100% accurate. If you are looking to hire a wife and you dont trust her with your finances you need to look at some more applicants.

Clark Nova
Jul 18, 2004

Blue Train posted:

A Superkick is the name used when referring to a high side thrust kick attack in wrestling, which sees the wrestler use the sole of the foot to strike an opponent's head or chin, usually preceded by a sidestep, often referred to as a Crescent Kick, or just a Side kick. 

Poppa is really goddamn proud of his kid kicking the nephew's teeth in and makes no secret of it.

WoodrowSkillson
Feb 24, 2005

*Gestures at 60 years of Lions history*

Who What Now posted:

Better question, what the hell is a "superkick"?

Barudak
May 7, 2007

Elsa posted:

Is alimony like an unemployment check

Its better, because its government jabbing someone you hate in the ribs every month on your behalf.

VanSandman
Feb 16, 2011
SWAP.AVI EXCHANGER

Pick posted:

A full-time wife manages the half of your professional life that doesn't actually take place in the workplace. Hell, think about that 40-year-old man who got kicked out by his wife for sleeping with the 20-year-old. The 20-year-old thought that he was a competent and decent human being, and ostensibly so did the rest of the company, but I promise that that was because his wife was taking care of everything that happened outside the workplace and made her husband look like a confident man who is not a total idiot manchild moron. Without her, he is a turbo goon.

Your analogy-of-the-day is stronger today than it has been recently.

Bubblyblubber
Nov 17, 2014
Hey internet should I ruin my future with my significant other because of a retarded non issue half a decade ago? I'm leaning towards... yes...?
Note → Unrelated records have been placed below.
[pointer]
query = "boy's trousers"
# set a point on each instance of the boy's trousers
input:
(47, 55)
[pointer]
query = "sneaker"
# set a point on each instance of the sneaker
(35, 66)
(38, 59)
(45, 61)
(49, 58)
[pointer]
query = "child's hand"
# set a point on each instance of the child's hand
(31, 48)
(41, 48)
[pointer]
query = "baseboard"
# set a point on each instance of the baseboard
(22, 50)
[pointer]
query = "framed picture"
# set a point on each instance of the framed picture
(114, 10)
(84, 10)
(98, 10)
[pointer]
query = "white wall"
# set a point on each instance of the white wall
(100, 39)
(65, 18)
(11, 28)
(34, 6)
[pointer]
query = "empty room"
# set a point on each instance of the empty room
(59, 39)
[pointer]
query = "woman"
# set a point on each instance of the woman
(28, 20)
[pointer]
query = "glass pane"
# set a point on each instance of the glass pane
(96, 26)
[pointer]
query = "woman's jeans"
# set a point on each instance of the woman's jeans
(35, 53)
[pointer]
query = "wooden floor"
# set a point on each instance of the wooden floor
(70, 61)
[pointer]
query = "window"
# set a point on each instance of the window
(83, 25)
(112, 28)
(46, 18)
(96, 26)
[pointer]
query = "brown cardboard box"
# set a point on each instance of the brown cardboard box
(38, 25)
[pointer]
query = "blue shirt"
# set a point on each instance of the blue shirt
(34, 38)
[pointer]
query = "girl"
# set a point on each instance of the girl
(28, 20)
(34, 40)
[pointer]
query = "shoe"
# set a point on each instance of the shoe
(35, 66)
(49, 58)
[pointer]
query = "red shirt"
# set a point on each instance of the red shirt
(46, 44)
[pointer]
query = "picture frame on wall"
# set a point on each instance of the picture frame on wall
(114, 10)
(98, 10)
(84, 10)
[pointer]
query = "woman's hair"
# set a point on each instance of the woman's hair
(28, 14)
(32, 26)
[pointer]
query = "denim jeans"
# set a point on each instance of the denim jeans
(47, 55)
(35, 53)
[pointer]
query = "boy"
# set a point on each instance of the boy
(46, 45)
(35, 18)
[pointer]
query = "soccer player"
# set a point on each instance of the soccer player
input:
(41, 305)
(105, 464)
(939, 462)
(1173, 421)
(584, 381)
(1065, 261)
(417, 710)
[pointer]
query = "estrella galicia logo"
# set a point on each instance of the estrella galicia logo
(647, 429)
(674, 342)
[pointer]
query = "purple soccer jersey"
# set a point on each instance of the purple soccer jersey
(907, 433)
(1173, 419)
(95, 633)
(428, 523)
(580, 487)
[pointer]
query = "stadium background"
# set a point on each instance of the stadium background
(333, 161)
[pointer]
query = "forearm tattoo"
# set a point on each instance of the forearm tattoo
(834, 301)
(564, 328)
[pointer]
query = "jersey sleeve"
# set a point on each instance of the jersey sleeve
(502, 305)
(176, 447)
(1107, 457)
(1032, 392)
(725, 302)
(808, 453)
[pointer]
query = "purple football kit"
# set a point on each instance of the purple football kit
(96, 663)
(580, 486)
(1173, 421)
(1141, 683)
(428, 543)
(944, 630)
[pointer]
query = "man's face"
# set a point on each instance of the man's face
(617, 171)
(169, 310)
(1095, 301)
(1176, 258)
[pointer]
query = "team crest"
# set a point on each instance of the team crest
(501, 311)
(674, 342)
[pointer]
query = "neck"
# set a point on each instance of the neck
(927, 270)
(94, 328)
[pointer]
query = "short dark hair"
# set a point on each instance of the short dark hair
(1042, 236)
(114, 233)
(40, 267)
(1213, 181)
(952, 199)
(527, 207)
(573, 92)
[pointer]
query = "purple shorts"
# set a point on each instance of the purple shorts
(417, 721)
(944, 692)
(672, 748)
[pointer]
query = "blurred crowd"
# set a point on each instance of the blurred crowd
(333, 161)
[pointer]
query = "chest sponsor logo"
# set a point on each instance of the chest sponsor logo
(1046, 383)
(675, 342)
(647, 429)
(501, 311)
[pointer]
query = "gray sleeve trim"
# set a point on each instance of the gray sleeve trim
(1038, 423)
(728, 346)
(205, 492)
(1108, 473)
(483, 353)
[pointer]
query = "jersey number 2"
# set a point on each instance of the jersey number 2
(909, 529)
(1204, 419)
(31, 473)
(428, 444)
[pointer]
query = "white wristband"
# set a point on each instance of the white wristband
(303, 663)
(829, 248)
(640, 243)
My boyfriend (26M) just proposed, but I (25F) was unfaithful to him at the start of our relationship (6Y) and I feel the need to confess Infidelity

quote:

568 points 161 comments submitted 1 year ago by onefiftyfive109 to r/relationships

Throw away, obviously.

Allen and I have been dating for six years. We both just completed our masters program in our respective degree fields and after our graduation party, Allen drove me out to the spot where he had first asked me to go out with him (We live in the same town because we both pursued our undergrad degrees at the same college we did our masters in.) He gets me out of the truck, gets down on one knee, and asks me to marry him...

While he's asking me, he's talking about how I'm "different from any woman he's ever met: I'm solid, I'm his best friend, I'm faithful..." And suddenly my heart goes from bursting because I'm so happy to wanting to be sick. Because the thing I've never told Allen is, towards the beginning of our relationship, I had a one-time fling with an ex.

My ex and I had been together for eight months, before I'd even met Allen. When I broke up with him (because he was batshit insane, stalkery, and I found out he was on about six different kinds of drugs and had crashed my car on purpose because he was angry with me) he got suicidal, and because I was the only one he would talk to, his family enlisted my begrudging help. I told Allen what I was up to and he supported me. I would support my ex via text while making it clear nothing was going to happen.

Then Allen and I got in a stupid fight over something silly, like whether we were going to a party together or something, I don't remember. Anyways, me, being 18 and a stupid poo poo, I went over to my ex's house to hang out and we ended up making out. I ended things after about thirty seconds, and a few days later I told him and his family I couldn't talk to him anymore and blocked his number.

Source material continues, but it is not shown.